As much as I love using OS X, one of the double-edged swords is that the graphics driver updates are controlled by Apple. On the one hand, that’s a bonus because you have a better idea of what you’re dealing with out in the wild, and people get prompted to update their drivers (as part of the regular OS X auto-update). On the other hand, it’s a pain in the ass because the drivers tend to lag behind those from the GPU manufacturers and therefore have bugs the mainstream ones don’t.
I just recently committed a patch from ‘hellcatv’, one of the more prolific Mac users in our community to deal with a few driver bugs in some of the older Powerbooks, and also some quirks of the recent Intel GMA-based iMacs – stuff like choking on glCompressedTexSubImage2DARB for no good reason (ie, forget uploading part of a DXT-compressed texture, it’s all or nothing). I’m indebted to him for testing on a huge range of Macs that I’d never have access to, without spending a load of cash and filling up my home office with yet more surplus hardware (my wife would not entirely approve of either methinks). One of the remaining problems we’ve had is that the OS X GLSL drivers on the recent NVIDIA-based MacBook Pros suffered from vertex attribute aliasing-associated performance problems that other platforms did not.
Now, NVIDIA has always had a fixed set of vertex attribute assignments for the built-ins – gl_Vertex is 0, gl_Normal is 2, etc. If you used gl_Normal in a shader, but also bound a custom attribute (say, skeletal blend weights) to index 2 too, you’d get a performance drop because of the aliasing. That’s fine – so instead, when we used custom attributes, we didn’t fix the indexes we used, we let the linker decide, taking into account what was actually used in the shader. We’d include the attributes in the shader, and then after glLinkProgramARB, we’d ask the program object what indexes it had chosen for the custom attributes, then wire them up that way. The well-behaved drivers (Windows, Linux) on NVIDIA would avoid clashing with any built-in attributes that had been referenced in the shader and we’d have a nice tight list of unique indexes, but on OS X, the driver would stupidly often assign custom attributes to built-in indexes that were in fact being used in the shader. Tsk, bad driver, no treats for you today.
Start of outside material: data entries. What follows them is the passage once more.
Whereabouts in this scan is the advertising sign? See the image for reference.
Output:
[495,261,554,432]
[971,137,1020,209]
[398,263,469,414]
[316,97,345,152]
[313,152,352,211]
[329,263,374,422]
It’s been reported to Apple as a bug, but so far, no dice on the fix front, so I decided it was time to try to work around it. The first thing I tried was simply telling the driver at the pre-link stage that I wanted any occurrences of the custom vertex attributes we supported to be placed out of the way of any possible built-ins that might be used. So for example, I did this:
glBindAttribLocationARB(mGLHandle, 6, "blendWeights");
glBindAttribLocationARB(mGLHandle, 7, "blendIndices");
That seemed to take effect, and calling glGetAttribLocationARB after the link reflected that I was indeed getting indexes 6/7 bound, rather than the 1/2 that the driver kept picking before (bad, because I used gl_Normal in this shader which is index 2). However, despite the indexes being out of the way of anything else, the shader still performed really poorly. I tried a few other indexes, like 14 and 15 which overlap with the top 2 UVs but which are rarely used (you can’t exceed 15, at least on NVIDIA), but the result was the same.
Cue head-scratching. There should be no aliasing problems anymore, yet still the shader performs like an asthmatic ant carrying some heavy shopping. So, the last thing I tried was going the whole hog, and implementing support for custom attribute replacements for all of the built-ins, all at known, fixed indexes matching currently known hardware defaults & limitations, ie:
And what do you know, that works. The skinning shader runs considerably better like that – still not great, I think the Apple GLSL implementation is not that good, but at least 2-3 times faster than it did before. It kinda sucks to have had to do it that way, I really liked being able to leave it up to the driver to organise the attribute bindings and only using the ones I needed because that’s more in the spirit of the GLSL way, but clearly being more rigid is the more reliable way. I know that I could have packed the tangent in attribute 6 instead to save a UV entry, but the use of 6 seemed to have some performance issues still so I’ve gone with the fixed bindings I would have used with ARB programs. It’s incredibly rare to need more than 5 UVs going into a vertex program anyway in my experience.
So, the advice appears to be that if you need a custom binding in GLSL and you want it to run well on a Mac, using all custom attribute bindings in the vertex shader and fixing the indexes seems to be the way to go.